Economics professor James Feyrer recalls one of the first moments, at the end of spring term, where hope seemed to permeate the COVID-19 atmosphere at Dartmouth.
“I just remember one of the first warm days in spring,” remembered Feyrer, “sitting in my car and looking at the Green filled with students, thinking how happy I was. It was one of the nicest things I’d seen in a year.”
Though Feyrer isn’t teaching any courses this summer, he’s been spending time on campus, and he said it’s impossible not to think about how much has changed and how quickly. He noted that all but one of the economics courses being taught this summer are in-person offerings.
“The decision was very professor-driven,” Feyrer said. “It wasn’t like the department said, ‘Everybody needs to be in person this summer.’ It was more like the professors all said, ‘Oh, can I be in-person?’ and the department said, ‘Yes.’”
Religion professor Randall Balmer is teaching two classes this summer. Both have in-person and remote sections to maximize the experience for students whether they’re on campus or learning remotely.
“Teaching is a species of performance,” said Balmer. “The object, of course, is to invite students into a larger intellectual conversation. It can be done remotely, and I think the classes have worked reasonably well, but it’s better in person.”
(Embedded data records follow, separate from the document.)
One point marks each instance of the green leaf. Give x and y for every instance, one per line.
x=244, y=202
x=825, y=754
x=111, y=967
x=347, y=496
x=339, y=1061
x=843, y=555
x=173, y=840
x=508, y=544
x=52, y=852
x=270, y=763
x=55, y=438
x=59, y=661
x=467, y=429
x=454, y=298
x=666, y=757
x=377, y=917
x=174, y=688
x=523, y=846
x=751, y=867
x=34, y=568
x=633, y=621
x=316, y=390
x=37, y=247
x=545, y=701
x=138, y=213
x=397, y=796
Balmer emphasized that the art of teaching, even in lecture-style courses, is about bringing students along for the ride, which can’t be done without a certain shared energy or sense of purpose. Former Provost Joseph Helble’s announcement last week that most COVID-19 restrictions would be lifted and vaccinated students would no longer be required to wear masks represents an important step, Balmer said, in getting back to what makes things tick in the classroom.
“I used to teach at Columbia, and I had a graduate student there who always said ‘teaching is a form of seduction,’” recalled Balmer. “I’d be careful about that, but it is. It’s an invitation to some sort of intellectual universe ... I see teaching, and my career more generally, as an attempt to invite students into the delights of the life of the mind. It’s easier to pull off in an interpersonal context than through the mediation of technology.”
Professor John Lee primarily teaches in the Studio Art department, and is teaching Sculpture I this summer. This course coincides nicely with the return to three-dimensional living, as opposed to a 2-dimensional computer screen, for many students on and around campus — a fact which does not escape him.
“There’s something different about going into the next room and opening up your computer and sitting down to a class or actually walking into a different physical space,” said Lee. “You have a very different activity level. There’s something artificial about Zoom in my mind — that I think people did a wonderful job overcoming — but I’m not a big fan of virtual reality. I think reality itself is challenging enough. You have real people occupying the same physical space. It’s like listening to music on a computer as opposed to listening to people play at the Hopkins Center.”
While students and professors alike are excited to be back in a classroom, there’s no question that the past year will persist in our collective consciousness. In fact, professors have found that Zoom has provided them with some positive takeaways amongst all of the difficulty and general gloominess.
For Balmer, this year has provided an opportunity to create a more focused classroom because of the extra effort it takes for students to engage over Zoom. He was also able to focus on his own work outside of the classroom.
“[Remote teaching] allowed me to record lectures at my own pace, and so I was able to devote more time to research and writing,” said Balmer. “I completed three books this year in part because I didn’t have to go to class at certain times.”
Feyrer also recalled a colleague who found COVID-19 to be transformative for his style of teaching.
“We have one professor [in the Econ department] who has always been a lecturer from the chalkboard,” recalled Feryrer, “and he realized that wasn’t going to work on Zoom. This led him to revise a lot of his lectures, and to some degree, it revamped the way he teaches. It shook things up, and I think he walked out of it being more excited about teaching than he’d been in a while. It was new, it was hard, it was challenging, it was a little scary — but I think it worked. I think he would unambiguously say that [the pandemic] made his teaching better.”
In Feyrer’s mind, the renewed appreciation of students and professors alike for the in-person experience will only improve the classroom experience at Dartmouth .
“I suspect that live teaching in the fall will be better than it ever was,” Feyrer said. “You just question a lot of the stuff you’ve been doing for, like, 20 years.”
Lee echoed this sentiment, emphasizing the importance of moving forward with what has been learned.
“I don’t think anybody’s foolish enough to think that just because we’re back in the studios and classrooms, people’s recent memory of COVID is gone,” said Lee. “I hope it’s not gone. I hope that we all have a lot more gratitude for the opportunities we have because it was interesting when they were taken away from us.”